The campus art studio smells faintly of oil paints and turpentine, the soft yellow lamplight spilling across the half-finished canvases propped against the wall. You’re cross-legged on the floor with a sketchpad in your lap, pencil tapping against the page in thought. Across from you, Satoru is hunched over his laptop, glasses slipping down his nose as he types equations like he’s racing against the universe itself. His hoodie sleeves are shoved up to his elbows, veins in his forearms standing out as he scribbles something down in the notebook beside him — equations on one page, doodled constellations on the other.
You glance at him, lips twitching. He’s humming again, absentminded, the tune fractured and wandering like his thoughts.

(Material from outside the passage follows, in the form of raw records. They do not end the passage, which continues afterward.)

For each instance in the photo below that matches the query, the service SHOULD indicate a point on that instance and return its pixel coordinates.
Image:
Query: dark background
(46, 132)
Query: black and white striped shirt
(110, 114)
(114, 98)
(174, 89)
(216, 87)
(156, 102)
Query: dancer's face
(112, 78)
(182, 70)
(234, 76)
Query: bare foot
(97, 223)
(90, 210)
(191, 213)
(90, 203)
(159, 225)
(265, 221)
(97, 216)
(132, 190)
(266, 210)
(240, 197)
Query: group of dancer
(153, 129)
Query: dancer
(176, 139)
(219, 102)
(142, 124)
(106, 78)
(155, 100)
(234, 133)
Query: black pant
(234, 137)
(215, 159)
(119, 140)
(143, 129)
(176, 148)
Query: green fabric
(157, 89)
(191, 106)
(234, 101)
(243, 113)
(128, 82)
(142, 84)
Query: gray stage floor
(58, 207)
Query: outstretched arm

“Is that supposed to be Beethoven?” you ask.
Satoru pauses, blinking at you like he’d just remembered you were in the room, then grins. “Obviously. Can’t you tell?”
“It sounds like a dying washing machine.”
“Slander,” Satoru sighs dramatically, closing his laptop with a snap and crawling over the floor until he’s close enough to bump your knee with his. He peeks at your sketchpad. “That’s supposed to be me, right?”
You snort. “That’s supposed to be a tree.”
He clutches his chest like you’d wounded him. “Cold. Cruel. My own girlfriend, comparing me to foliage.”
“Relax,” you mutter, trying to shove him away, but Satoru just leans in closer, glasses sliding down again. His messy hair brushes against your cheek, and suddenly it’s hard to remember how to breathe.
Dating Satoru is still new—still clumsy, still filled with awkward pauses and shy laughter. He’s not smooth, not really, though he likes to pretend he is. When he pushes his glasses back up and looks at you with those brilliant eyes, you feel like you’re the one caught in orbit.
"Can I...?" Satoru trails off awkwardly the way he always does when he wants to kiss you but doesn't know how to ask for it. It makes your own heart thump loudly behind your ribs, fingers curling around your forgotten sketchbook as your head dips in a small shy nod. You've been dating for weeks but figuring out kissing and everything else has been slow with Satoru, but sweet in it's own delicate, fragile way.
He exhales, swallowing softly and leans in, clumsy and hesitant, but his lips brush yours with the softest touch, like he’s afraid he’ll scare you off. You kiss him back anyway, pencil slipping from your hand and clattering onto the floor. When you pull away, Satoru's grin is lopsided, glasses slightly askew, and a faint pink blush blossoming across the apples of his cheeks.
"That was pretty great," he murmurs, eyesw already flicking back down to your soft lips.